Tragédia do Rio Grande do Sul: entenda o fenômeno e suas consequências

As fortes chuvas que assolam os gaúchos causaram uma tragédia sem precedentes no Rio Grande do Sul; entenda como ela aconteceu e algumas das consequências para o futuro

O Rio Grande do Sul passa por um de seus piores momentos na história, com as inundações que assolam o Estado desde o dia 26 de abril, quando foram registrados os primeiros alagamentos nas cidades de Canoas, Novo Hamburgo e na capital Porto Alegre.

A previsão para os próximos dias é que haja mais chuvas e ventanias, o que pode manter a situação calamitosa em que o Estado se encontra por mais dias. Soma-se isso ao fato de que boa parte da infraestrutura da região precisará ser reconstruída. 

Pontes foram destruídas, há dezenas de deslizamentos registrados, bombas de sucção comprometidas, e a água ainda não baixou para medir o tamanho da reconstrução que será feita. Mas nenhum reparo trará de volta a vida de mais de uma centena de vítimas que a tragédia deixou até o momento.

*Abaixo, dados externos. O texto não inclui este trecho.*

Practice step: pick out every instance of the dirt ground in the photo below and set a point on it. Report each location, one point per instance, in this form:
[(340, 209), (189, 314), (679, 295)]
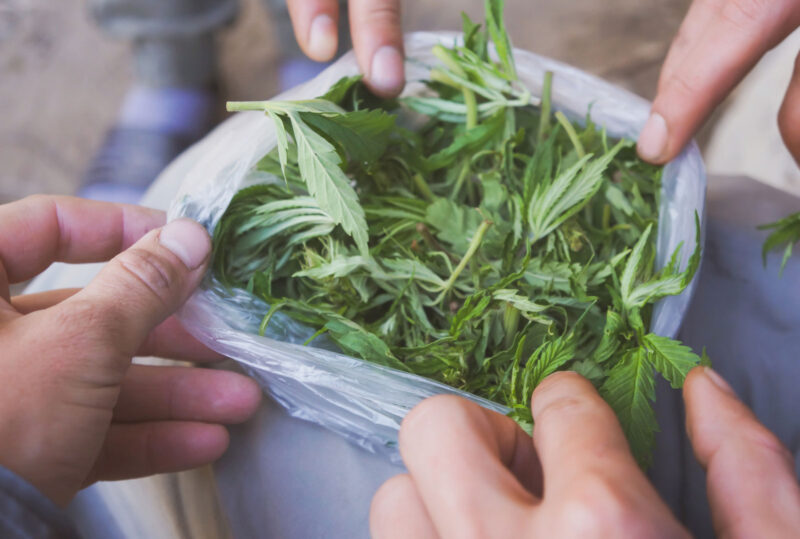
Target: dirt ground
[(62, 80)]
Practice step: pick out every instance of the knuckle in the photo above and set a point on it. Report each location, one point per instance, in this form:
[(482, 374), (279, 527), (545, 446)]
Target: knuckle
[(561, 408), (597, 507), (81, 320), (152, 271), (763, 439)]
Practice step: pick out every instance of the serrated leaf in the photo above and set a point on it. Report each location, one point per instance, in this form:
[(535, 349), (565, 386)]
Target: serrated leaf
[(327, 182), (671, 358), (547, 359), (552, 204), (363, 135), (630, 391)]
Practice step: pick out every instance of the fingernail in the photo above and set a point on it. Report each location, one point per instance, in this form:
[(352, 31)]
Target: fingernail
[(187, 240), (386, 71), (322, 38), (718, 380), (653, 138)]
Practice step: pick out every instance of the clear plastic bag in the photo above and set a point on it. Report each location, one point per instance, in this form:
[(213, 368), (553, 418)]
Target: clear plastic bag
[(363, 401)]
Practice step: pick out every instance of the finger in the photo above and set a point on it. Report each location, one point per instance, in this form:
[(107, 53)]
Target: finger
[(397, 511), (132, 294), (733, 38), (789, 116), (28, 303), (171, 340), (750, 478), (57, 228), (315, 25), (461, 458), (168, 340), (576, 434), (692, 29), (152, 393), (378, 43), (142, 449)]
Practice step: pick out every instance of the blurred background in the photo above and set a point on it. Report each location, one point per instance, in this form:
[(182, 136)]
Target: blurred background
[(62, 80)]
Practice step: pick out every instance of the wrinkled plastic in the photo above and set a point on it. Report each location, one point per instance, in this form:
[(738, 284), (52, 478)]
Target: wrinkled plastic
[(363, 401)]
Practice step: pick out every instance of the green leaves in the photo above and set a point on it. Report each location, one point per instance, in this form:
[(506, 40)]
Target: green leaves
[(630, 391), (630, 388), (485, 248), (327, 182), (786, 232), (318, 128), (671, 358), (553, 203)]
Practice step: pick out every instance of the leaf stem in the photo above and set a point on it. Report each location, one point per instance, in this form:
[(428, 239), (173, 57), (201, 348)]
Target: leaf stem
[(573, 136), (462, 176), (423, 187), (262, 329), (474, 244), (469, 96), (239, 106)]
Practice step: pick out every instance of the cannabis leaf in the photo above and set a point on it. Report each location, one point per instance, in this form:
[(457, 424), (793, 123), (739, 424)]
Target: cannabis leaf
[(785, 231), (671, 358), (485, 247), (552, 204), (630, 391)]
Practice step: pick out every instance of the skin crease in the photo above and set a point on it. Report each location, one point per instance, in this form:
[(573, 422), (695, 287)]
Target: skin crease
[(73, 409)]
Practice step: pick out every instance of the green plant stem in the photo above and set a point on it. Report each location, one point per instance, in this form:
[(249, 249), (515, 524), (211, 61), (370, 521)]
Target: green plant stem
[(471, 250), (423, 187), (544, 118), (462, 176), (275, 307), (573, 136), (469, 96)]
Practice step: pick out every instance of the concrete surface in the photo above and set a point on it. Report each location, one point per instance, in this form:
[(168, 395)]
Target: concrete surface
[(61, 80)]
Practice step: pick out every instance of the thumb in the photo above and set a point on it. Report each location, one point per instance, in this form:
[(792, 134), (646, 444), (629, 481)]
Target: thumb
[(751, 485), (139, 288)]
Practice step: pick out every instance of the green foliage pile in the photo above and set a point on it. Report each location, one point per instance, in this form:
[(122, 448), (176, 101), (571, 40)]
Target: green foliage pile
[(485, 247)]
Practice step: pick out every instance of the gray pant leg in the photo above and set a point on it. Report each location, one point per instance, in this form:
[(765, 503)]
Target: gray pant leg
[(173, 40)]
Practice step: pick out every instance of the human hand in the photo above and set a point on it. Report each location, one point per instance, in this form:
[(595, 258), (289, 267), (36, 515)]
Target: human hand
[(750, 475), (474, 473), (376, 32), (718, 43), (73, 409)]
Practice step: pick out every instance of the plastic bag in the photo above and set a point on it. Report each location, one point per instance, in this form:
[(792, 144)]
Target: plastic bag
[(363, 401)]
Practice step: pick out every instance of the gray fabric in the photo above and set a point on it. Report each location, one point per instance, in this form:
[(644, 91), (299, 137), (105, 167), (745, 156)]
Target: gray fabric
[(25, 512)]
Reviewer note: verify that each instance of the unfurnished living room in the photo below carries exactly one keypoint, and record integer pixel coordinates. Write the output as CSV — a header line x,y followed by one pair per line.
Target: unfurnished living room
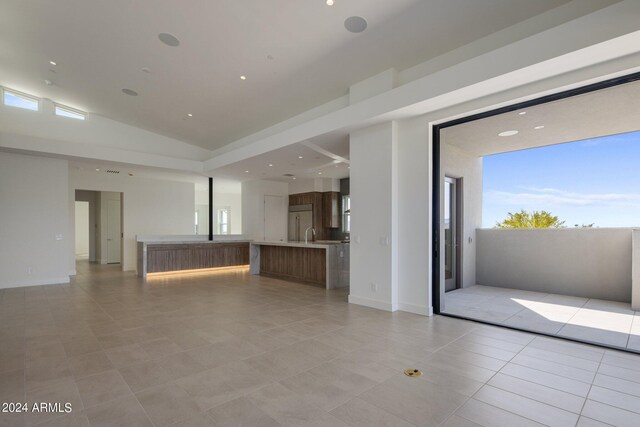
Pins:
x,y
320,213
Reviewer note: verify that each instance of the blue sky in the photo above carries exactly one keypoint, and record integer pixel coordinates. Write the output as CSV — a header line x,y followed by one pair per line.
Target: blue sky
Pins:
x,y
589,181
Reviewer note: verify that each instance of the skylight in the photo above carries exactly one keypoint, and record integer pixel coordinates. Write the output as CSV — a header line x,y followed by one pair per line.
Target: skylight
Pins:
x,y
69,112
18,100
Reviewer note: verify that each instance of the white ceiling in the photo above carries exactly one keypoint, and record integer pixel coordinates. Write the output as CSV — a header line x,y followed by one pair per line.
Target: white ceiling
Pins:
x,y
610,111
326,156
101,47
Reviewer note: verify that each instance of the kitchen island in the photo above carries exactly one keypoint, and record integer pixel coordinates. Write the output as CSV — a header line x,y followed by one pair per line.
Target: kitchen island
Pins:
x,y
174,254
324,264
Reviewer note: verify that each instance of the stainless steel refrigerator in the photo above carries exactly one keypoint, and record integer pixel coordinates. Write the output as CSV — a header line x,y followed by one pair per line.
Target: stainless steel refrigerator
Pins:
x,y
300,218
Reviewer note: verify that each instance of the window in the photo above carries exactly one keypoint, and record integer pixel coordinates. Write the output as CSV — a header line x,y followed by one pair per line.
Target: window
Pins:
x,y
69,112
346,214
20,100
223,215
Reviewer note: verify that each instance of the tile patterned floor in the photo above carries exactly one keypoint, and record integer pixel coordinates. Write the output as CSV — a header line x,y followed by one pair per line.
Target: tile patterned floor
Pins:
x,y
608,323
232,349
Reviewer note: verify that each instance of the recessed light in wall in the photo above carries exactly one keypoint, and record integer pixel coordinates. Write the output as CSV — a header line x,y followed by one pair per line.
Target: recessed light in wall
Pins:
x,y
169,39
355,24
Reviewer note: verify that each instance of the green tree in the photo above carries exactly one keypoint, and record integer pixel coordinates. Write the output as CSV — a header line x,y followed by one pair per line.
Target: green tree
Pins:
x,y
535,219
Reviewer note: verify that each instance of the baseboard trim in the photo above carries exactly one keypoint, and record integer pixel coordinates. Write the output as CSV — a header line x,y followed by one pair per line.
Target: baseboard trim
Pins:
x,y
38,282
416,309
367,302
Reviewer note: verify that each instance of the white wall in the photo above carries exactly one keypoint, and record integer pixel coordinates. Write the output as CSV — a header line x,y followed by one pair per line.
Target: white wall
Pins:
x,y
253,193
457,163
91,198
149,206
228,193
374,211
82,230
584,262
414,216
34,210
104,197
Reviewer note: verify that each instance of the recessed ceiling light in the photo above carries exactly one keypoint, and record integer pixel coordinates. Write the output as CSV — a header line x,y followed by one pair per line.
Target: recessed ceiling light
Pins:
x,y
169,39
355,24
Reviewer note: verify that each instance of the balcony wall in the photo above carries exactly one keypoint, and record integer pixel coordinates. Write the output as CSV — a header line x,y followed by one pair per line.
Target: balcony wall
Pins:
x,y
584,262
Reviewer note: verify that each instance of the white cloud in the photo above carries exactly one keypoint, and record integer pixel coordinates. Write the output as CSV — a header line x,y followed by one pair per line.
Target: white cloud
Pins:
x,y
554,196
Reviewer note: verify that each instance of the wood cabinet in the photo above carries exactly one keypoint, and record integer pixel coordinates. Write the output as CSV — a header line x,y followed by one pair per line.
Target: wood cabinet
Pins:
x,y
331,209
306,265
190,256
312,198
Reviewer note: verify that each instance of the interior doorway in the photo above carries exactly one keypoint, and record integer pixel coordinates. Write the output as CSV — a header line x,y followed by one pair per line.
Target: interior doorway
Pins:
x,y
452,227
99,226
114,230
82,230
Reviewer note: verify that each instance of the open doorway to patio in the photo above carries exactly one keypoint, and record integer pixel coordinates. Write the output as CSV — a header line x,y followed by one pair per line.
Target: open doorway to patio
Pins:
x,y
551,259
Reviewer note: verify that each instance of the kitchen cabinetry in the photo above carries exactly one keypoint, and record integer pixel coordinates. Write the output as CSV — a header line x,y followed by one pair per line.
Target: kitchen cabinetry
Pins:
x,y
312,198
331,209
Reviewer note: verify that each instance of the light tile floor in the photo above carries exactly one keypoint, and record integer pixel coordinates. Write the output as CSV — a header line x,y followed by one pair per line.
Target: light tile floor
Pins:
x,y
234,349
595,321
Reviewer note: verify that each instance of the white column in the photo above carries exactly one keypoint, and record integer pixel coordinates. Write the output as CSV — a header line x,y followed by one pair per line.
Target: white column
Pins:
x,y
635,269
374,183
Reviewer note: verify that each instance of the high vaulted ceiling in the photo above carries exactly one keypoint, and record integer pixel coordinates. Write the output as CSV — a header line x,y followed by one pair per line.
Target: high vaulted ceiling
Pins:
x,y
295,54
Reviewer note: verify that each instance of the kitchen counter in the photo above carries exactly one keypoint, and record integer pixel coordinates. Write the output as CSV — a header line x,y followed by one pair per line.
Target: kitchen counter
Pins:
x,y
179,253
324,264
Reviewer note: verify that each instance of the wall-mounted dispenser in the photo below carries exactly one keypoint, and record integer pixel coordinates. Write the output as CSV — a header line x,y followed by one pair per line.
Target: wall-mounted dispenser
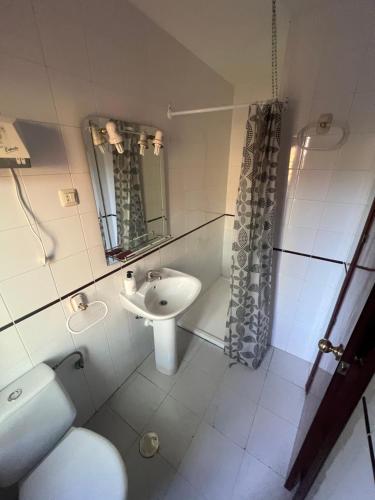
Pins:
x,y
13,152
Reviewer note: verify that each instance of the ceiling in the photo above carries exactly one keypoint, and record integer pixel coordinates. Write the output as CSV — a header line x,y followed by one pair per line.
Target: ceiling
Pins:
x,y
233,37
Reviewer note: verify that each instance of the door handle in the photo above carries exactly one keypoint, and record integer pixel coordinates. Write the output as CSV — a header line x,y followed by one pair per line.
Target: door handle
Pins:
x,y
326,346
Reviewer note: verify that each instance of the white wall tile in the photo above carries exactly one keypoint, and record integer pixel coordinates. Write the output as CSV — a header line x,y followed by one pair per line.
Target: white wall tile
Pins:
x,y
62,36
82,182
45,335
91,229
342,217
44,160
74,98
22,296
313,184
43,193
330,244
117,327
18,258
72,272
99,368
209,453
271,440
56,100
358,153
15,101
19,35
63,237
298,239
75,149
137,401
14,360
306,213
110,425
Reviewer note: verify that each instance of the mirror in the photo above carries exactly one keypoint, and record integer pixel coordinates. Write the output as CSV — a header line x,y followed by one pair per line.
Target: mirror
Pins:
x,y
127,173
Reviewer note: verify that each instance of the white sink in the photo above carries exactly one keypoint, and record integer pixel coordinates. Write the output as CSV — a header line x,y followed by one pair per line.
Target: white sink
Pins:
x,y
159,302
163,299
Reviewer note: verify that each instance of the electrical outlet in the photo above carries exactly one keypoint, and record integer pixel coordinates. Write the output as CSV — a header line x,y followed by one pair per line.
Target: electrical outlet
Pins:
x,y
68,197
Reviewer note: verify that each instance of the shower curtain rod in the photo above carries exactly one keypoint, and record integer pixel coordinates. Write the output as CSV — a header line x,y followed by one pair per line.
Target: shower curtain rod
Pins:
x,y
171,113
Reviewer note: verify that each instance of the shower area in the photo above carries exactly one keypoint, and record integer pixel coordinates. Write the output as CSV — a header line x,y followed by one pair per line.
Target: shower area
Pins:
x,y
322,206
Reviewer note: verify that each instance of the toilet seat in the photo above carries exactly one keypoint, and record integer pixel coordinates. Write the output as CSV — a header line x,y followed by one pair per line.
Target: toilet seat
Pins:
x,y
83,466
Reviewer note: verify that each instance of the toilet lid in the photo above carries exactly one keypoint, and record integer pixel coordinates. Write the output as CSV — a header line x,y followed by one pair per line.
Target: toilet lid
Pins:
x,y
83,466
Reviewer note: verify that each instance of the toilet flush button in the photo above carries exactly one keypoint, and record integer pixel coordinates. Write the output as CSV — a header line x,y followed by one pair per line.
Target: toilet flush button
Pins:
x,y
15,395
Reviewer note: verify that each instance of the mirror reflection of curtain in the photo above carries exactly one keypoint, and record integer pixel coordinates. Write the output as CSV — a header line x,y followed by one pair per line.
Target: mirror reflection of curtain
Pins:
x,y
248,323
130,213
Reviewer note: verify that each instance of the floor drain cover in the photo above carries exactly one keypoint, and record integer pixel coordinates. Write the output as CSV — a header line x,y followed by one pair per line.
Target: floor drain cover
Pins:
x,y
149,444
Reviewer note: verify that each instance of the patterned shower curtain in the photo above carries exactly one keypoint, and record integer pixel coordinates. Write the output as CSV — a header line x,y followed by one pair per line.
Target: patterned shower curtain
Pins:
x,y
130,213
248,321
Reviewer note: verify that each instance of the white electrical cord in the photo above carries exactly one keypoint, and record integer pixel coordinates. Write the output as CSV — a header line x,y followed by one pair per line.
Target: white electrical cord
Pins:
x,y
26,210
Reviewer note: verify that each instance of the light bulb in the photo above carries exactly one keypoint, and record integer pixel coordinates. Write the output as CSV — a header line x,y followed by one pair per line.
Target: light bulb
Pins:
x,y
114,137
143,144
158,142
98,138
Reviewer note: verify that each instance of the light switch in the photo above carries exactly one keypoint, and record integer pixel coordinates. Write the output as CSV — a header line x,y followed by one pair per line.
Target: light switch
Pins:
x,y
68,197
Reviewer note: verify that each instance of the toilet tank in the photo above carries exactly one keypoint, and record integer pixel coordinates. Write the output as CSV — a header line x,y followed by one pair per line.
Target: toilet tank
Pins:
x,y
35,413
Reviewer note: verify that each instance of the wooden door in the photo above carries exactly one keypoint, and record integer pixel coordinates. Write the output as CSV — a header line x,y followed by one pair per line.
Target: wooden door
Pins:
x,y
336,383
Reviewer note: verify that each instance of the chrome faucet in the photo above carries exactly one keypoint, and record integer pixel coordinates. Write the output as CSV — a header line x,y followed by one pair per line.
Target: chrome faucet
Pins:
x,y
153,275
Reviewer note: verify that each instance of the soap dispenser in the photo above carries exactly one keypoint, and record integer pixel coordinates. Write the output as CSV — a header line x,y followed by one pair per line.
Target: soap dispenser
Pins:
x,y
130,284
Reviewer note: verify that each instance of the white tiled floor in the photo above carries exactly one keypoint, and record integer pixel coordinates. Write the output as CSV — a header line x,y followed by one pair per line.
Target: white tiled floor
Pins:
x,y
225,432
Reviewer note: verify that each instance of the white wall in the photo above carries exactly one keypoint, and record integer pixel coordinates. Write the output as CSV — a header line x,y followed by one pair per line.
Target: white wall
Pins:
x,y
61,61
347,473
329,68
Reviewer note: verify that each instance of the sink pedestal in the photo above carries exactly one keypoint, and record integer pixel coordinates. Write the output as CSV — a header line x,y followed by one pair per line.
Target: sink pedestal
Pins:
x,y
165,341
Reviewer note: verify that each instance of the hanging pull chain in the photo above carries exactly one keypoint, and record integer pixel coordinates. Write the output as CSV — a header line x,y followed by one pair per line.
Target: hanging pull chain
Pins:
x,y
275,87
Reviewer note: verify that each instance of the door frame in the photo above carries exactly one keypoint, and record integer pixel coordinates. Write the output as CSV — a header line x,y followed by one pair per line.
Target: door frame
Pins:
x,y
339,402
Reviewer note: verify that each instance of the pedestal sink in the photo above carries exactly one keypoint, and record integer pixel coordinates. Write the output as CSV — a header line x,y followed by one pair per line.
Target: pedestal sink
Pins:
x,y
160,301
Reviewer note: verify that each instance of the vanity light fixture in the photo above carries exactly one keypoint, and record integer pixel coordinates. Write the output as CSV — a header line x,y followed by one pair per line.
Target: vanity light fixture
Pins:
x,y
114,137
98,139
143,144
158,142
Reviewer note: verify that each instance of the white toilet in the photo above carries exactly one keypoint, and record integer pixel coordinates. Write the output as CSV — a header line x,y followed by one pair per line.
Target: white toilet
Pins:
x,y
41,450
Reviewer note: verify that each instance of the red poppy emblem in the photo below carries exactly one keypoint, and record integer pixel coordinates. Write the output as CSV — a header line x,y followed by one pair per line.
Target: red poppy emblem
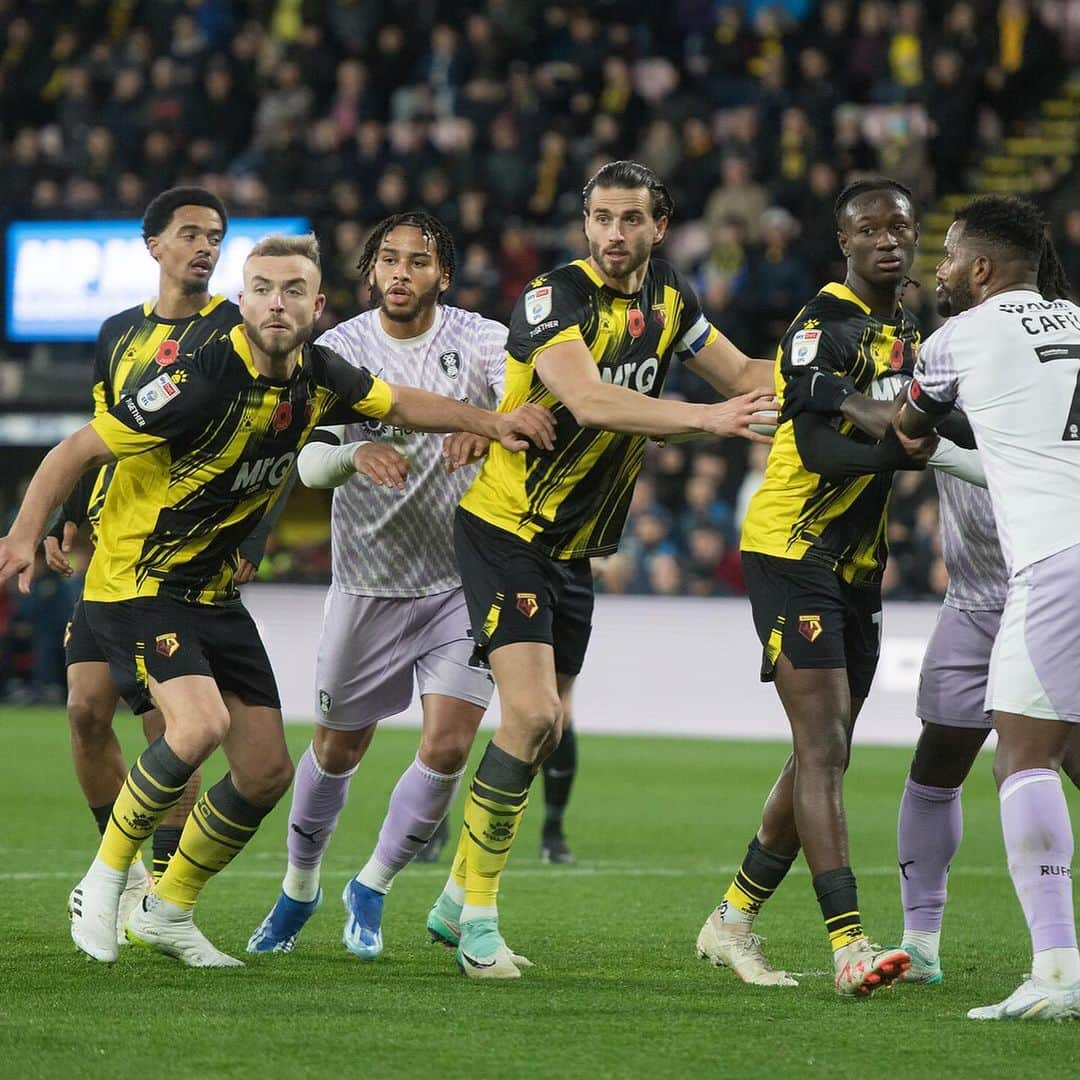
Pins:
x,y
282,416
167,352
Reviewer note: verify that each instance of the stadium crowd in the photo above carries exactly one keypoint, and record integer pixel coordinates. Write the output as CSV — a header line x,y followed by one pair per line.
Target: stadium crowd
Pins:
x,y
490,113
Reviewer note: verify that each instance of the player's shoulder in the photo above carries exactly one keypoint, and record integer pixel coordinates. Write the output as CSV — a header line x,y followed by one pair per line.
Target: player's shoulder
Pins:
x,y
221,311
123,321
215,356
473,324
570,282
664,273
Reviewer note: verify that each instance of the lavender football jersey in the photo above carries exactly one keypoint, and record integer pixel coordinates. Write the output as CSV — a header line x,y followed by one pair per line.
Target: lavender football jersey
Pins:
x,y
387,542
977,579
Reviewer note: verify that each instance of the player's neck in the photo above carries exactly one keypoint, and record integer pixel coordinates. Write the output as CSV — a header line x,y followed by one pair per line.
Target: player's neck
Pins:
x,y
278,368
1016,285
630,284
173,302
883,302
402,332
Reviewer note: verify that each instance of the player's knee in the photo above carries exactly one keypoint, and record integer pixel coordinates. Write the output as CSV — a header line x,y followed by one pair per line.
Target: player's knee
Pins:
x,y
337,752
211,727
539,715
446,751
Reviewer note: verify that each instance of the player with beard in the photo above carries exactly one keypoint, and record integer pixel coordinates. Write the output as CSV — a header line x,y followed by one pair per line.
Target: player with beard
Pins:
x,y
183,229
395,613
205,447
954,677
1011,359
592,341
813,552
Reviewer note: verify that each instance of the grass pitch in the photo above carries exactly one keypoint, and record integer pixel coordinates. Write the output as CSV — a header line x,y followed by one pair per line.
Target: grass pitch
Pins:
x,y
659,826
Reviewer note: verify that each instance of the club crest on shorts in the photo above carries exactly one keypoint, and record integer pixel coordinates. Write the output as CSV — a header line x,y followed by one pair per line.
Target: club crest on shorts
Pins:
x,y
450,363
282,416
166,644
526,603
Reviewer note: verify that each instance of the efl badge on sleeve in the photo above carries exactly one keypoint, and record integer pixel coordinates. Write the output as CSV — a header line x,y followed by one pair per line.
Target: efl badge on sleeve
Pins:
x,y
166,644
527,604
805,347
157,393
538,305
450,363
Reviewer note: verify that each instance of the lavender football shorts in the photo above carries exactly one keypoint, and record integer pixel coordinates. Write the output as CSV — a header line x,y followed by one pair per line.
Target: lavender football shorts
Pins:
x,y
1035,670
374,649
953,680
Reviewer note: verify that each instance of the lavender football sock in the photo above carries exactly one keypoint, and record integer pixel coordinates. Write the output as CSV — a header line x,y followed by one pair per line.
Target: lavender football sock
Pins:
x,y
928,836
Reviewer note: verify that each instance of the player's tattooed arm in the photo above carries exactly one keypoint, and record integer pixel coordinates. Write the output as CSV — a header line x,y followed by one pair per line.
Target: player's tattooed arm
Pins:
x,y
50,485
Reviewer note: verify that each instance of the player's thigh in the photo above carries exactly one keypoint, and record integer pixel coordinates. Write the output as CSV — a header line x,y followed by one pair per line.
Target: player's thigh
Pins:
x,y
799,612
955,667
510,589
364,662
572,623
862,636
238,658
1034,669
818,703
527,683
92,697
446,670
255,747
113,632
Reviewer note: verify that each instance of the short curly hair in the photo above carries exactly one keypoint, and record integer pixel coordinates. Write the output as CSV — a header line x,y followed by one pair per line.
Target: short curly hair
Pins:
x,y
160,211
630,175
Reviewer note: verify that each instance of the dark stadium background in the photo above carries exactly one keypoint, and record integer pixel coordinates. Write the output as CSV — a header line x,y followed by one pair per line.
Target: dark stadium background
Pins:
x,y
491,115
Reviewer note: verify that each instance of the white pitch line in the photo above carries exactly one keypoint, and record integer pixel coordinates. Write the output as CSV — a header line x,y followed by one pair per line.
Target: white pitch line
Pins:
x,y
554,873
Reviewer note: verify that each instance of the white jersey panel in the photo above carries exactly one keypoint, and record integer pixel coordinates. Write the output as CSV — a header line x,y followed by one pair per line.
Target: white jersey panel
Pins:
x,y
1013,365
977,579
399,543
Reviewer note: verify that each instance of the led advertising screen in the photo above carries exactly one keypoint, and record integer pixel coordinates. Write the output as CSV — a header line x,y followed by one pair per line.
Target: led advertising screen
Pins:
x,y
66,278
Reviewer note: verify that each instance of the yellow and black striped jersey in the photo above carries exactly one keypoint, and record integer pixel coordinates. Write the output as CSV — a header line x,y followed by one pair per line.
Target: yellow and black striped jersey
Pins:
x,y
131,346
204,448
799,514
571,501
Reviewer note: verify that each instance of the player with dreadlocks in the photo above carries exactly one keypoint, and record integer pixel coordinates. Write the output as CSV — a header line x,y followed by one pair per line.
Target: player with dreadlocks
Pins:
x,y
395,615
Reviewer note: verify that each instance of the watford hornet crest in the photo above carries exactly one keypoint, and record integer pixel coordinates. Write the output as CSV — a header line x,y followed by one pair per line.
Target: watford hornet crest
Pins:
x,y
450,363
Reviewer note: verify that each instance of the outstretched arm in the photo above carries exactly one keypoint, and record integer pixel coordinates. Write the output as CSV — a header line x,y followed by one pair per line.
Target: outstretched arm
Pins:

São mais de 400 municípios atingidos e um milhão e meio de pessoas afetadas de alguma forma, sendo quase 70 mil delas desabrigadas e refugiadas em abrigos públicos municipais.

O Portal Estratégia Vestibulares trouxe pontos que você precisa saber sobre a tragédia no Estado do Rio Grande do Sul, utilizando reportagens sobre o assunto e uma aula da professora de Geografia do EV, Priscila Lima. Acompanhe abaixo.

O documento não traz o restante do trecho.